Rift with unions on share option compensation
Deep divisions have emerged between Eircom and its unions over how employees of Eircell should be compensated for having to leave the Employee Share Option Scheme because of the Vodafone deal. The union coalition has put the potential loss to Eircell's 1,300 employees at £45 million (€57 million).
Eircom chief executive Mr Alfie Kane hinted yesterday that some way could be found to compensate employees through the Employee Share Option Trustee (ESOT), which administers the allocation of shares to Eircom employees. However, the chairman of the Eircom union coalition, Mr Con Scanlon, described such a suggestion as "preposterous" and "unsustainable".
Under the existing arrangement, shares are issued in tranches over a five-year period to Eircom employees, to give them a 14.9 per cent holding in the company.
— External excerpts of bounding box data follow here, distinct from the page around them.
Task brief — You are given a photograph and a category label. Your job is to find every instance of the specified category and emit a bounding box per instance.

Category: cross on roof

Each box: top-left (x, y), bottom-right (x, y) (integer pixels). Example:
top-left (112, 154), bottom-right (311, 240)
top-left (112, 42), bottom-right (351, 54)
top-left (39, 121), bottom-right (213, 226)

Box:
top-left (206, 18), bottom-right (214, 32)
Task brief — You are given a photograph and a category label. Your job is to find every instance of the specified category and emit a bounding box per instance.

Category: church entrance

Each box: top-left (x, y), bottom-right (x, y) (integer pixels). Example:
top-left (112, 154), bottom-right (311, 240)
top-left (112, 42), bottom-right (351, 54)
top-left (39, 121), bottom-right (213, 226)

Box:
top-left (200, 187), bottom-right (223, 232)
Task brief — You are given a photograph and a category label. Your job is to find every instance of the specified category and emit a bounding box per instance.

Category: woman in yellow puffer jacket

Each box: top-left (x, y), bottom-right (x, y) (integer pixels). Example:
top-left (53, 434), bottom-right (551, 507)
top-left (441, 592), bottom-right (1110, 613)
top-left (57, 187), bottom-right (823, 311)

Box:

Five tranches, accounting for half the shares, have still to be allocated.
Any employee leaving early forfeits further shares. These include 2,000 people who took early retirement. With the sale of Eircell to Vodafone, about 1,300 Eircom employees will lose out on further share options, worth an estimated £34,600 (€43,933) each.
All 260 Eircom technicians on secondment to Eircell are likely to exercise their right to return to the parent company if the problem is unresolved. This would seriously undermine Eircell's viability. The union coalition may also take industrial action in support of more than 1,000 Eircell employees who have been recruited directly by the subsidiary. Union leaders yesterday believed the sale to Vodafone would require the transfer of all Eircell employees briefly to Eircom before the demerger of the mobile phone subsidiary takes place. In this event, they indicated they would support the right of direct recruits to Eircell to stay with Eircom.
At the announcement of the Vodafone offer yesterday, Mr Kane said the company, unions and trustee representatives "have got to find a solution to the problem whereby employees are not deprived of the benefit they would find from remaining in the ESOT". He said the key question was "how do you get the resources to their rightful owners". Union leaders are interpreting Mr Kane's remarks to mean the trustee should provide compensation for Eircell employees, rather than the company. Mr Scanlon said this would be unsustainable and illegal.
"We would have to ballot beneficiaries of the ESOT to change the rules and we would fail because people would not vote to reduce the value of their own shareholding. Such a move would also be open to legal challenge in the High Court."
Mr Scanlon, who represents 9,500 of the 11,000-strong Eircom workforce, accused Mr Kane of "high-wire tactics, leaving this issue out there in the hope that the unions will pay. It won't work."